The committee is tasked with developing new ideas and sharing perspectives to better deliver information, resources, and programs focused on health and wellness. In April of this year, we hosted our first Wellness Workshop for law enforcement personnel and covered Peer Support Programs, including Processing Trauma and Building a Toolkit to Thrive.


The workshop was well received, and another one will be scheduled for the end of the year. We will also be presenting these topics to the state’s 58 sheriffs at the CSSA Annual Conference in June.

In your own organization, how important is health and wellness, and what is your commitment?
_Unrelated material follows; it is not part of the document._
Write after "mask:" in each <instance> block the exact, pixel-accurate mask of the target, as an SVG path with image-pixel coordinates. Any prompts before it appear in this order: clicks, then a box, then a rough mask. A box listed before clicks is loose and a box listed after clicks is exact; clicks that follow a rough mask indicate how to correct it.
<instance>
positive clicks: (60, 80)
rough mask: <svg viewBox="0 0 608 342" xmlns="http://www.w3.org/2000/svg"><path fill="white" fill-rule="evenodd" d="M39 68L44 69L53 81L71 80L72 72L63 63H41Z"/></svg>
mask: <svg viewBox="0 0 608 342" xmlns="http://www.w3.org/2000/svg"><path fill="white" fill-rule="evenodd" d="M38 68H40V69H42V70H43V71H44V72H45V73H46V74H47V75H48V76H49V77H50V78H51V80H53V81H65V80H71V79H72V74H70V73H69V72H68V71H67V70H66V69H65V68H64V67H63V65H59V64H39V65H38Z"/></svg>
The Santa Clara County Sheriff’s Office has made health and wellness an operational priority and we have adopted the motto of “Be Fit. Be Well. Be More.” The average life expectancy of a law enforcement officer is 57 years. That’s 22 years less than the general population. Contributing factors include long hours, sleep deprivation, chronic stress, and dangerous working conditions. Additionally, limited time with family and friends and burnout can take a toll.

The Sheriff’s Office recognizes how these stressors affect mental, emotional, and physical health and well-being. We strive to provide a healthy environment, programs, trainings, and services to encourage health and wellness. We want our employees to thrive — not just survive their careers, and continue to thrive well past the age of 57. We believe that mentally and physically fit employees result in safer communities and happier families.


In Fall 2023, we hired a wellness coordinator to oversee and collaborate with individuals, groups, and other organizations to support our employees’ overall health and wellness. Our coordinator has been instrumental in motivating the workforce to be engaged in their own well-being. She consistently sends information on healthy habits and provides detailed recommendations for staff to implement into their daily routine. One popular program is our “Wellness Wednesday” campaign where every week a new fitness video is sent out and all staff are allowed to wear their “Unleash Your Potential” t-shirt.

Does compassion training play a part?

Yes, we have offered Compassion Institute’s Courageous Heart POST-certified resilience, compassion, and leadership training to all supervisors — and more than 100 have so far taken part. The feedback has been phenomenal, and we are working on providing the training to all members of the organization as soon as funding is identified. We are also offering Compassion Cultivation Training© to our inmate population, thanks to CCT™ facilitators Chanda Dharap and Christine Ferry. The first group will complete the 8-week course in June.